No meu caso, eu sempre fui a gordinha, mesmo quando na verdade eu não era gorda, apenas não era magrinha como as outras crianças da minha família. Só fui perceber que eu não era gorda, quando entrei no ensino médio e vi várias meninas e meninos realmente gordos, vi que eles sofriam o mesmo bullying que eu sofria em família, e que na escola ninguém me associava a eles, ou me chamava de gorda. Ali eu percebi que a imagem que eu fazia de mim mesma estava completamente distorcida por influência da minha família. Isso gerou em mim até o início da vida adulta, vários problemas autoestima, e uma dificuldade enorme de perceber meu corpo, entendê-lo e conhecê-lo. Demorei muito tempo para me livrar do meu Show de Truman particular e ainda tenho que lutar todos os dias para não retroceder.

seu Show de truman particular

A maior “gordinha” que vocês respeitam, eu em duas fotos, numa criança e na outra adolescente.

Percebemos por esses exemplos que alguns rótulos nos aprisionam, nos fazem mal, que definir o que uma criança é ou deve ser normalmente não traz nenhum beneficio. Mas quando era criança, uma outra característica que era muito dita como minha era inteligência. Meus pais, meu avô e minhas tias-avós me diziam o tempo todo o quanto eu era inteligente, esperta, criativa.

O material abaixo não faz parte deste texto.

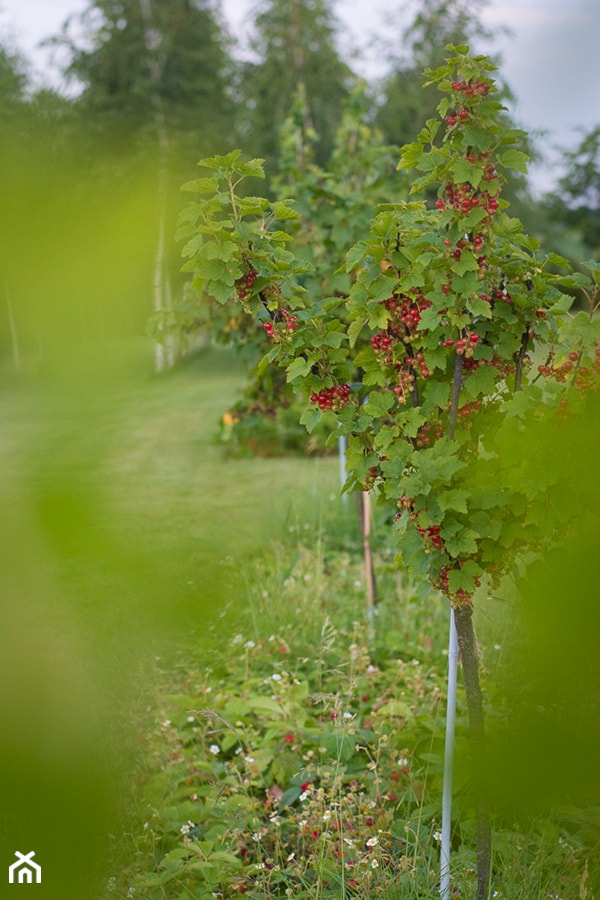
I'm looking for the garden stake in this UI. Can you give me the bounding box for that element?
[440,609,458,900]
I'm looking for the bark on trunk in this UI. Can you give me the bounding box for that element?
[454,604,492,900]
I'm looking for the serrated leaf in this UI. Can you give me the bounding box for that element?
[181,176,219,194]
[300,406,321,434]
[363,391,396,418]
[273,200,300,222]
[348,319,367,347]
[498,150,529,175]
[285,356,311,382]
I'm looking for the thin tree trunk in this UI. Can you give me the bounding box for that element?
[454,604,492,900]
[140,0,175,372]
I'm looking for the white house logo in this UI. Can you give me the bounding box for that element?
[8,850,42,884]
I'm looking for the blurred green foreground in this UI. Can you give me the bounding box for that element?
[0,158,336,900]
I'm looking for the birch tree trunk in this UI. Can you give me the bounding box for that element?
[140,0,175,372]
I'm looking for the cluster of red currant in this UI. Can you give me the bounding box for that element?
[441,331,479,356]
[452,81,491,97]
[400,297,431,331]
[263,309,298,342]
[444,106,469,130]
[392,366,415,404]
[416,422,444,448]
[417,525,444,550]
[235,268,258,300]
[310,384,350,412]
[405,350,431,378]
[435,181,500,218]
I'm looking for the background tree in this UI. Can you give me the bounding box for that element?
[546,125,600,259]
[377,0,492,146]
[240,0,352,169]
[53,0,233,369]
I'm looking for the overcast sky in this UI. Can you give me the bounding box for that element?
[0,0,600,192]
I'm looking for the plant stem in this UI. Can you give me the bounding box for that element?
[454,604,492,900]
[448,353,464,440]
[515,325,529,392]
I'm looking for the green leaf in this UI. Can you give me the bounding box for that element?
[438,488,470,513]
[181,176,219,194]
[467,297,492,319]
[363,391,396,419]
[441,527,479,558]
[285,356,311,382]
[498,150,529,175]
[198,150,243,169]
[464,366,498,399]
[273,200,300,222]
[348,319,367,347]
[300,406,321,434]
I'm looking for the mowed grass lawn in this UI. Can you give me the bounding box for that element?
[0,349,595,900]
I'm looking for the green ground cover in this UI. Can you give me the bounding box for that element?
[0,342,593,900]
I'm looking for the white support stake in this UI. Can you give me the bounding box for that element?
[440,609,458,900]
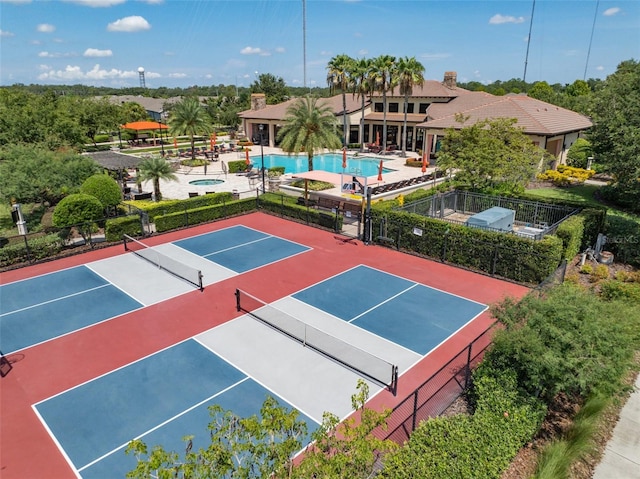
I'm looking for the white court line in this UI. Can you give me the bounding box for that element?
[78,376,249,471]
[0,283,111,318]
[192,332,322,425]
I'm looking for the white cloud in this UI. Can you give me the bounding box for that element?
[240,47,263,55]
[65,0,127,8]
[38,65,138,81]
[420,53,451,60]
[489,13,524,25]
[38,51,76,58]
[36,23,56,33]
[82,48,113,57]
[107,15,151,32]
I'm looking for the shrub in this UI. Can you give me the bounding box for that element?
[600,280,640,303]
[592,264,609,281]
[80,174,122,209]
[556,215,585,259]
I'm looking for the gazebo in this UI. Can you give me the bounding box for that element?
[121,121,169,143]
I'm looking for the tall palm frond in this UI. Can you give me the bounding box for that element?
[138,156,178,201]
[278,96,341,171]
[327,55,354,147]
[371,55,397,151]
[168,98,211,159]
[397,57,424,156]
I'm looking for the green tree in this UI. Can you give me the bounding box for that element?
[251,73,289,105]
[168,98,211,159]
[294,380,398,479]
[351,58,373,152]
[438,116,548,192]
[0,145,100,204]
[278,96,341,171]
[80,174,122,211]
[126,397,307,479]
[588,60,640,205]
[397,57,424,156]
[327,55,354,148]
[51,193,104,242]
[567,138,593,168]
[370,55,397,151]
[138,156,178,201]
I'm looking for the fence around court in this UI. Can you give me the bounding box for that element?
[374,322,498,445]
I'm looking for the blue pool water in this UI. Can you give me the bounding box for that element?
[251,153,394,176]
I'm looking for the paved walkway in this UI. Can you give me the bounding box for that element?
[135,146,434,199]
[593,375,640,479]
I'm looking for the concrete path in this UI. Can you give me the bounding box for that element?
[593,375,640,479]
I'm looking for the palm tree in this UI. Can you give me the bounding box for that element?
[168,98,211,159]
[278,96,341,171]
[327,55,354,147]
[138,156,178,201]
[371,55,397,151]
[351,58,372,152]
[397,57,424,156]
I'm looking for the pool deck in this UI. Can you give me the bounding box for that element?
[142,146,434,199]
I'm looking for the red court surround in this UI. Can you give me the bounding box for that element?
[0,213,528,479]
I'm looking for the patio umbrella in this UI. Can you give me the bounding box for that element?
[122,121,169,130]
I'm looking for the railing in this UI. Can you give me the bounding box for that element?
[374,322,497,444]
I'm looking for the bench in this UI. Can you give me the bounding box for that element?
[316,196,340,211]
[133,193,153,200]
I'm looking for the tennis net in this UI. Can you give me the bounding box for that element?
[122,234,204,291]
[235,289,398,396]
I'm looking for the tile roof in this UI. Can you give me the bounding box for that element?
[417,92,593,136]
[238,93,369,120]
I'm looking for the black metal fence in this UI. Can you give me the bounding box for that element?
[398,190,580,239]
[374,323,497,445]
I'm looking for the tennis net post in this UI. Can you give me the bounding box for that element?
[235,288,398,396]
[122,234,204,291]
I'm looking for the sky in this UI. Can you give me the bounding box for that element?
[0,0,640,88]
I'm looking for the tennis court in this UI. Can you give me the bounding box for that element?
[0,226,308,354]
[0,213,527,478]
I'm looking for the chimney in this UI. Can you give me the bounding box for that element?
[251,93,267,111]
[442,72,458,88]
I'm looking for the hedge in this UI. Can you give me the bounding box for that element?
[0,233,63,267]
[372,210,563,284]
[556,215,585,260]
[154,198,256,233]
[129,191,233,223]
[104,215,142,242]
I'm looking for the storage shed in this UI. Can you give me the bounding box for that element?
[466,206,516,231]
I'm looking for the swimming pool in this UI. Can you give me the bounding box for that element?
[251,153,394,176]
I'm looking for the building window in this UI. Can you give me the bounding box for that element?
[418,103,429,114]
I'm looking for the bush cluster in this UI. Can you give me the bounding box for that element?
[538,165,596,186]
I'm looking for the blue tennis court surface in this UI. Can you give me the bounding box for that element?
[293,266,487,355]
[35,339,317,479]
[174,226,310,273]
[0,266,142,353]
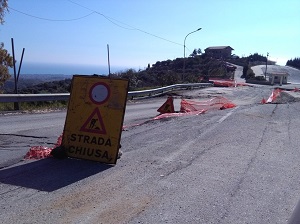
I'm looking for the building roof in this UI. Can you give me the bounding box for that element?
[205,46,234,50]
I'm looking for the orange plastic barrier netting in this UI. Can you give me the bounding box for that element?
[24,135,62,159]
[266,89,282,103]
[180,96,236,113]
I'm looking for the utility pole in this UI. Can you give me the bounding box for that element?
[265,52,269,80]
[181,28,202,82]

Isso me ajudou muito a ser muito confiante em relação a minha capacidade intelectual. Tinha certeza e ainda tenho, de que posso fazer o que eu quiser fazer no que se refere a usar minhas habilidades intelectuais.

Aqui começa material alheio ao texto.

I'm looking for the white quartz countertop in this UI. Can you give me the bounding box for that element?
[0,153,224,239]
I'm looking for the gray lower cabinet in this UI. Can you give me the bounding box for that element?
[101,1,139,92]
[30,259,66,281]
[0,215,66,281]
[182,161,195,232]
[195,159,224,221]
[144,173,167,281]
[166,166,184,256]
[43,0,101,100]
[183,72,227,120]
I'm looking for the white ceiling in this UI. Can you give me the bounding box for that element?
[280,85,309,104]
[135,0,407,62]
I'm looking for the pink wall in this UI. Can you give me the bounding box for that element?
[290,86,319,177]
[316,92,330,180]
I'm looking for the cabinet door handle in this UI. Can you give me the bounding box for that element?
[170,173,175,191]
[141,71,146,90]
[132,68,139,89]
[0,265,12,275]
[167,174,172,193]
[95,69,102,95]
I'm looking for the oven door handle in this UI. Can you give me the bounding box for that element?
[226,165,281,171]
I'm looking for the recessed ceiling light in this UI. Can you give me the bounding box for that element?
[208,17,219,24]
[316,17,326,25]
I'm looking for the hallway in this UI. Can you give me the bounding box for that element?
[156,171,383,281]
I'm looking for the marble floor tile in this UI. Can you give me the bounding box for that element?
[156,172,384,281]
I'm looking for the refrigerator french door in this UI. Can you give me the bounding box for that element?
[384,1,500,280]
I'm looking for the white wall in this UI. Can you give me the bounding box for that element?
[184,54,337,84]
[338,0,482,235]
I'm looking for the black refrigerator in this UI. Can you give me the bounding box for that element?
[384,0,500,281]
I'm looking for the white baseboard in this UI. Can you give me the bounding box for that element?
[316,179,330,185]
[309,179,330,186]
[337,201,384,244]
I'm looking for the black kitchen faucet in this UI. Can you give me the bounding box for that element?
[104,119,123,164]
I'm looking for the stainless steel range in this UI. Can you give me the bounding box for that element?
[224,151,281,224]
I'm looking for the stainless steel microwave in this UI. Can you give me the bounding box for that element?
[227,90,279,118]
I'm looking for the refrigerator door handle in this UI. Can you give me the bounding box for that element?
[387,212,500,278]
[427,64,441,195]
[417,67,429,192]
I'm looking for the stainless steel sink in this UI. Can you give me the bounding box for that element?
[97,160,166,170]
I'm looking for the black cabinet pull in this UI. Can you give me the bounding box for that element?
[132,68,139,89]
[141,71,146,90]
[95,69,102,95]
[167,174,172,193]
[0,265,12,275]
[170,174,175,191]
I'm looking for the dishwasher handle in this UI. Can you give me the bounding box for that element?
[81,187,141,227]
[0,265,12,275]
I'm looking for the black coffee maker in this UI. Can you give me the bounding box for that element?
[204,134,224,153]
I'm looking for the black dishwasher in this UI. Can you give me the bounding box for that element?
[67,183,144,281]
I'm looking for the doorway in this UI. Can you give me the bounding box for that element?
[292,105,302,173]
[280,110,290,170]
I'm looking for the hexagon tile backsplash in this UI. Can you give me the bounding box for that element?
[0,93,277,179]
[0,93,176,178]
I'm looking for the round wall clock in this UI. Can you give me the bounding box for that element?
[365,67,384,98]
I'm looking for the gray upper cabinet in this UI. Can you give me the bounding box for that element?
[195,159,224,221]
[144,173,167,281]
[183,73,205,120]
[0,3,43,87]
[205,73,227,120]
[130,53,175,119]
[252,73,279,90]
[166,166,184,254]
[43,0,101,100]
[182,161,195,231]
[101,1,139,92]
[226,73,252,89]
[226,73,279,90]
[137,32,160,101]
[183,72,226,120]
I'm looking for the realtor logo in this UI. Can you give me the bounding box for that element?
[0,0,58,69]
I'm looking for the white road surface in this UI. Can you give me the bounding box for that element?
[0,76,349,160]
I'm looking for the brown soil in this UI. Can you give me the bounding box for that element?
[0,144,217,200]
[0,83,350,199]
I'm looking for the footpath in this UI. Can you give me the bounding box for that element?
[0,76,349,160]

Ponto para os rótulos, não é mesmo? Bem, em parte.

Meu pai também dizia o tempo todo que eu seria uma juíza, que eu falava bem, sempre que perguntavam o que eu seria quando crescesse, a resposta vinha da boca dele antes de eu pensar em responder: JUÍZA.

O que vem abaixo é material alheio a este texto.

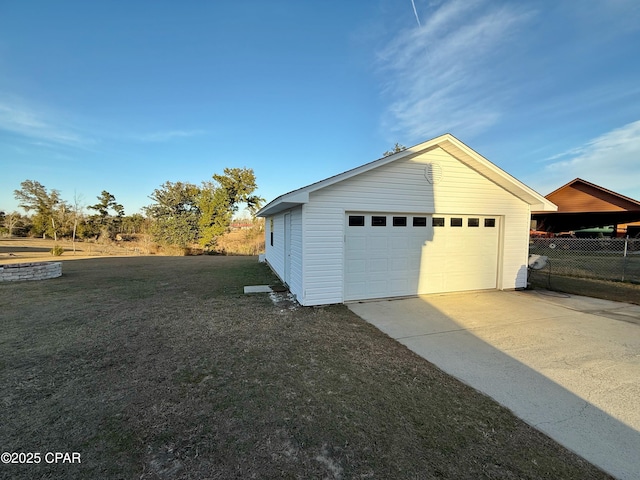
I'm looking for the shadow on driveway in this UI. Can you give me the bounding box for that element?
[348,291,640,480]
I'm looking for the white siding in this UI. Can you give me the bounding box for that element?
[289,207,304,298]
[299,148,529,305]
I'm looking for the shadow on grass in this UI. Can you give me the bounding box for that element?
[349,292,640,480]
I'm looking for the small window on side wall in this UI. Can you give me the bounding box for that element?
[349,215,364,227]
[393,217,407,227]
[371,215,387,227]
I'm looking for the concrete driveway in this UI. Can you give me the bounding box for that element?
[348,291,640,479]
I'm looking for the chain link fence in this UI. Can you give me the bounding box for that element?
[529,238,640,283]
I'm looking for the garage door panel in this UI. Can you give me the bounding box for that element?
[345,212,499,300]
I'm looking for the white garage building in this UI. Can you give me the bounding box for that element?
[258,134,556,305]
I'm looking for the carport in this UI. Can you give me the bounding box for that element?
[349,291,640,479]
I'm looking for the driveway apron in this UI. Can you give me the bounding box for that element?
[348,291,640,480]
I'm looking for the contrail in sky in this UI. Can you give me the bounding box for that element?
[411,0,422,27]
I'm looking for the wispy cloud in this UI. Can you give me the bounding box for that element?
[531,120,640,199]
[379,0,532,140]
[0,100,95,147]
[135,130,206,142]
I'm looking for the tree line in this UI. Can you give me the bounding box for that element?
[0,168,264,249]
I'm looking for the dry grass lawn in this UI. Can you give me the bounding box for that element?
[0,246,609,480]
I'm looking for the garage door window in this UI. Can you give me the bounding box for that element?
[371,215,387,227]
[349,215,364,227]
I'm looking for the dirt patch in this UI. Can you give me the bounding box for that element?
[0,256,609,480]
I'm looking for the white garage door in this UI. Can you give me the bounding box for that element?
[345,213,500,300]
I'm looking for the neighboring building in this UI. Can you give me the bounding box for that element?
[532,178,640,237]
[258,134,556,305]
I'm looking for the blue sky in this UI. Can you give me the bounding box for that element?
[0,0,640,214]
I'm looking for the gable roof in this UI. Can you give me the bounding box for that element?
[257,133,557,217]
[545,178,640,212]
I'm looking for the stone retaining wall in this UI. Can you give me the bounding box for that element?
[0,262,62,282]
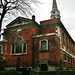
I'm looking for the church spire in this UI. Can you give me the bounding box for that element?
[51,0,60,19]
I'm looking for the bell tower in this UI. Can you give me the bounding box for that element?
[51,0,60,19]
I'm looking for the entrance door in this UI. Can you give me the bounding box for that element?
[41,64,48,71]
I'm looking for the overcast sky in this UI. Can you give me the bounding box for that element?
[35,0,75,40]
[3,0,75,40]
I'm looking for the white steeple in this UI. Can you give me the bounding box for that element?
[51,0,60,19]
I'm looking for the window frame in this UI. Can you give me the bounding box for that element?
[0,45,3,54]
[10,37,27,55]
[39,39,48,51]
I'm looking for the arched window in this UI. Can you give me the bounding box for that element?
[40,40,48,50]
[41,40,46,50]
[16,38,22,53]
[11,37,27,54]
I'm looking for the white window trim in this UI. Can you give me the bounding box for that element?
[39,39,48,51]
[10,43,27,55]
[0,45,3,54]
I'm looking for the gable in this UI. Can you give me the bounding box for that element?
[6,17,31,27]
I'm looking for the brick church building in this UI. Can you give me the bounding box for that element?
[0,0,75,70]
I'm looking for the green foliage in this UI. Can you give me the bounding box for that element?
[0,71,22,75]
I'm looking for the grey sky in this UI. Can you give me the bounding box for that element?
[35,0,75,40]
[3,0,75,40]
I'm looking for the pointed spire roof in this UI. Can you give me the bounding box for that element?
[51,0,60,19]
[52,0,58,11]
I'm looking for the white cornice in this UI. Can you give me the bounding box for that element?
[33,33,59,38]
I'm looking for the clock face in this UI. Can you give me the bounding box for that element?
[17,28,22,33]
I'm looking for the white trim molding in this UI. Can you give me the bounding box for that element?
[39,39,48,51]
[60,48,75,58]
[33,33,59,38]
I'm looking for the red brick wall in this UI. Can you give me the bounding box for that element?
[40,18,60,26]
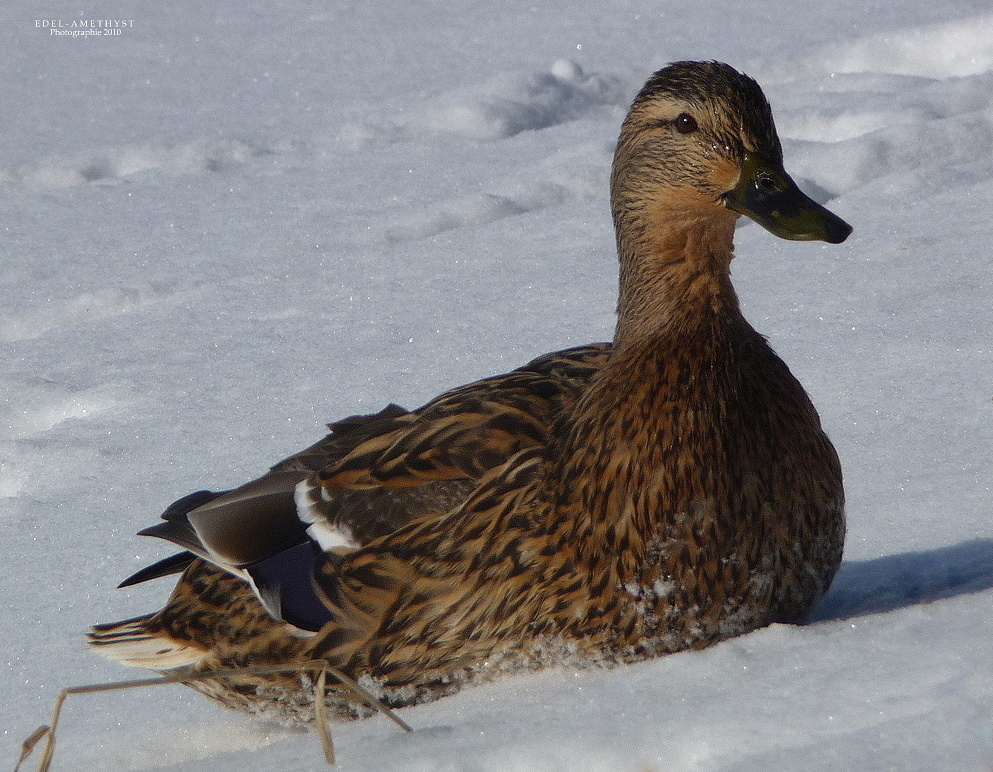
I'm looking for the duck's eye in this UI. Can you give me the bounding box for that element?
[673,113,697,134]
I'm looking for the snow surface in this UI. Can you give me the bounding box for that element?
[0,0,993,772]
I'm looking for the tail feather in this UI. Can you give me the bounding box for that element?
[87,614,209,670]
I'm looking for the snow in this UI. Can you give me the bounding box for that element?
[0,0,993,772]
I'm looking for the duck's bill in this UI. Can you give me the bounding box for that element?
[724,153,852,244]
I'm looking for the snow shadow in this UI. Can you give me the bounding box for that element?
[811,539,993,622]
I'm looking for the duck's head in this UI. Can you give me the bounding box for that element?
[611,62,852,244]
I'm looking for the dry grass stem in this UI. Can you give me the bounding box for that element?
[14,660,413,772]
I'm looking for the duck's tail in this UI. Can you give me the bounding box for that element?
[87,614,209,670]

O que me levou a faculdade de direito, apesar de eu amar artes, amar desenhar, amar criar e escrever. Eu gostei muito de fazer a faculdade, já que eu gosto de aprender sobre quase tudo. Mas se era isso que eu queria fazer da minha vida? Não, não era.

Não culpo meu pai por isso, aliás, os pais fazem esse tipo de coisa sempre querendo nosso bem, nem imaginam que estão limitando seus filhos a seus próprios sonhos.

Mas faz a gente pensar quando percebemos que podemos ser muito mais, ou o oposto do que sempre nos disseram que deveríamos ser. A sensação de liberdade a partir daí é incrível, dá medo também. Mas digo por experiência, vale a pena sempre sair dessa cidade cenográfica, desse reality show. Seja indo morar em outra cidade ou país, fazendo um novo caminho pro trabalho, ouvindo uma banda diferente, seja nas mínimas ou nas grandes coisas, se liberte, se rebele. O mundo é tão grande, tem tantas coisas.

E sim, hoje em dia eu sou gorda, eu tenho o cabelo colorido, eu sou advogada, sou um pouco emburrada e mal humorada. Mas eu também sei ser engraçada, atenciosa, eu gosto de artes, eu amo moda, maquiagem, séries.

Enfim, nós somos muito mais do que disseram que seríamos, ou apenas diferentes daquele script que traçaram. E isso é muito bom.